Das Verbot ist streng: Es gilt für das gesamte Stadtgebiet inklusive aller Stadtteile. Dabei spielt es keine Rolle, ob die Fahrer auf öffentlichem Grund oder auf einem privaten Grundstück zusammenkommen. Als illegales Treffen wertet die Stadt bereits jede Ansammlung von mehr als fünf Fahrzeugen.
Die Stadt definiert die Zielgruppe genau. Zur Tuning-Szene zählen alle, deren Autos technisch verändert wurden – egal ob an der Karosserie, dem Fahrwerk, der Motorleistung, dem Auspuff oder den Reifen. Als Autoposer gelten diejenigen, die ihre Wagen zur Selbstdarstellung in verkehrswidriger Weise führen oder präsentieren.

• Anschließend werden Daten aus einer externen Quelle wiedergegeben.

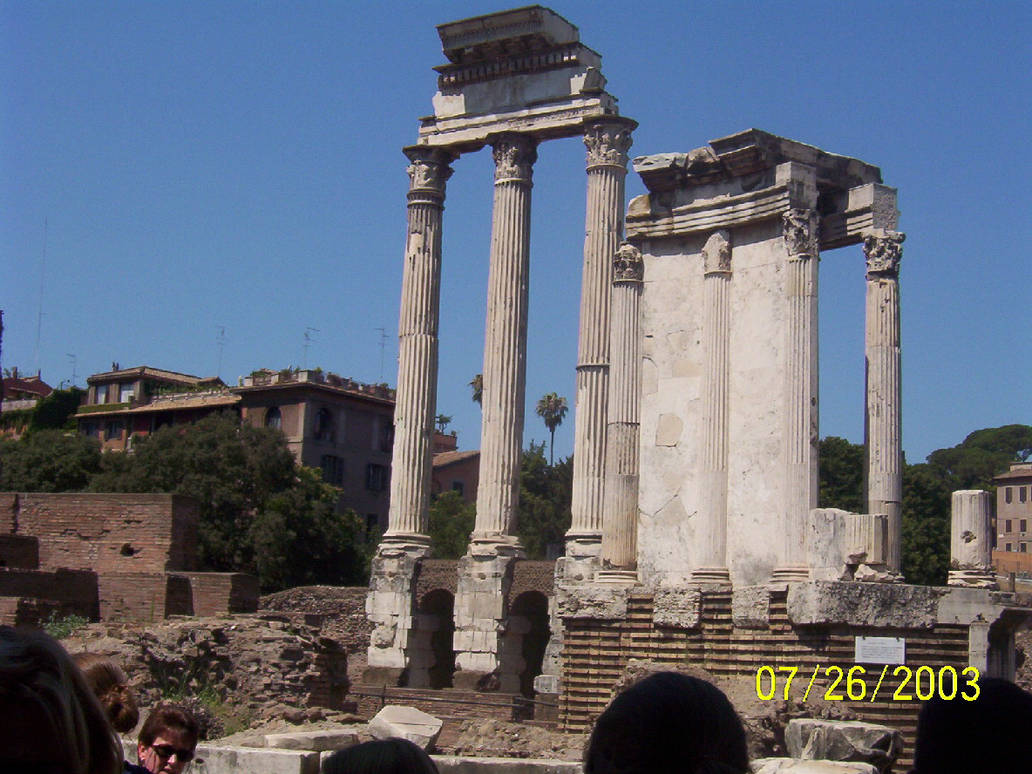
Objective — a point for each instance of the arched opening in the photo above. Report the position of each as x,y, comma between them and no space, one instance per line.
533,608
439,605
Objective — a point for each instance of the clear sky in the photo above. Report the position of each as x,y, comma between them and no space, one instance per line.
236,166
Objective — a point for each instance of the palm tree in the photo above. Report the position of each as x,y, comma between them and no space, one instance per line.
552,409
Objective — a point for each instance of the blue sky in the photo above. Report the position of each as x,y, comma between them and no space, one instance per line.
237,165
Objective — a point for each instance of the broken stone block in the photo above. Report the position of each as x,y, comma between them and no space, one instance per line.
843,740
407,722
313,740
795,766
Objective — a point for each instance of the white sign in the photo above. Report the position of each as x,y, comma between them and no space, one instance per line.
879,650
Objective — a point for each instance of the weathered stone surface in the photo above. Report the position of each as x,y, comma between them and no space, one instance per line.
591,601
794,766
843,740
750,607
677,608
313,740
407,722
864,604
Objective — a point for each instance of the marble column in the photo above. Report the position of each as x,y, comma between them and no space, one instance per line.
881,419
619,534
712,529
971,540
505,344
608,141
417,369
800,229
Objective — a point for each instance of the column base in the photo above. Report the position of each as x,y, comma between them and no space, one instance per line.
711,575
617,577
791,574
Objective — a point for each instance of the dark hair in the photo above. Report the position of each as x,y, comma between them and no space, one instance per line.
382,756
668,721
108,683
168,717
963,736
52,719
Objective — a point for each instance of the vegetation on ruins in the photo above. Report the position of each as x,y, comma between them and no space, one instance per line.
260,512
544,509
927,489
552,409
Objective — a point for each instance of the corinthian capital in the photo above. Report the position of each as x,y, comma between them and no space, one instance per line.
627,265
883,251
608,142
716,253
800,231
514,157
428,170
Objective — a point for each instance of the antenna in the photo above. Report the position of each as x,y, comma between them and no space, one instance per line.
42,276
220,341
383,341
309,339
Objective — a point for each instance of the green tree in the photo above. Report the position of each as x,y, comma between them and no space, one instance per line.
841,477
552,409
546,492
49,461
451,521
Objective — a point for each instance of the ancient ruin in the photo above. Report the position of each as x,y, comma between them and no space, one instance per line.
696,534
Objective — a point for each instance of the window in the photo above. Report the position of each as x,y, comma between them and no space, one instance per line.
273,418
332,470
324,425
376,478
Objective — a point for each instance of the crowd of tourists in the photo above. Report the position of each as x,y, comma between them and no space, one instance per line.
62,714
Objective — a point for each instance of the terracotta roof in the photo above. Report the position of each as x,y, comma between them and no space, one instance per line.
33,385
447,458
1023,471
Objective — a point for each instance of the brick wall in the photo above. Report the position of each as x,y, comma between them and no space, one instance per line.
218,593
20,551
108,533
76,589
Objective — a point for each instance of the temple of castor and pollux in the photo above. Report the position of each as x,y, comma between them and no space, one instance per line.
696,537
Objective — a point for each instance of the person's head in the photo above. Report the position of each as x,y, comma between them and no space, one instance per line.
382,756
52,720
167,739
668,721
108,683
959,736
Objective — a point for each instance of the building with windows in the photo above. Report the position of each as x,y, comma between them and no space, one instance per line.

Wer sich nicht an das Verbot hält, muss mit harten Konsequenzen rechnen. Wenn eine Person der Aufforderung nicht innerhalb von zehn Minuten folgt oder erneut gegen das Verbot verstößt, wird das Auto abgeschleppt. Die Kosten dafür liegen bei mindestens 350 Euro, dazu kommen die Gebühren für die Verwahrung. Zudem wird das Fahrzeug beschlagnahmt.
Die Autos können frühestens am Montag nach einem entsprechenden Vorfall wieder abgeholt werden. Voraussetzung ist jedoch, dass die Fahrzeuge technisch einwandfrei sind und alle entstandenen Kosten bezahlt wurden.
Die Stadt nutzt dabei ihre Befugnisse als Ortspolizeibehörde auf Basis des Polizeigesetzes Baden-Württemberg. Gegen die Verfügung kann innerhalb eines Monats Widerspruch beim Rathaus in der Königstraße 63 oder beim Landratsamt Alb-Donau-Kreis eingelegt werden.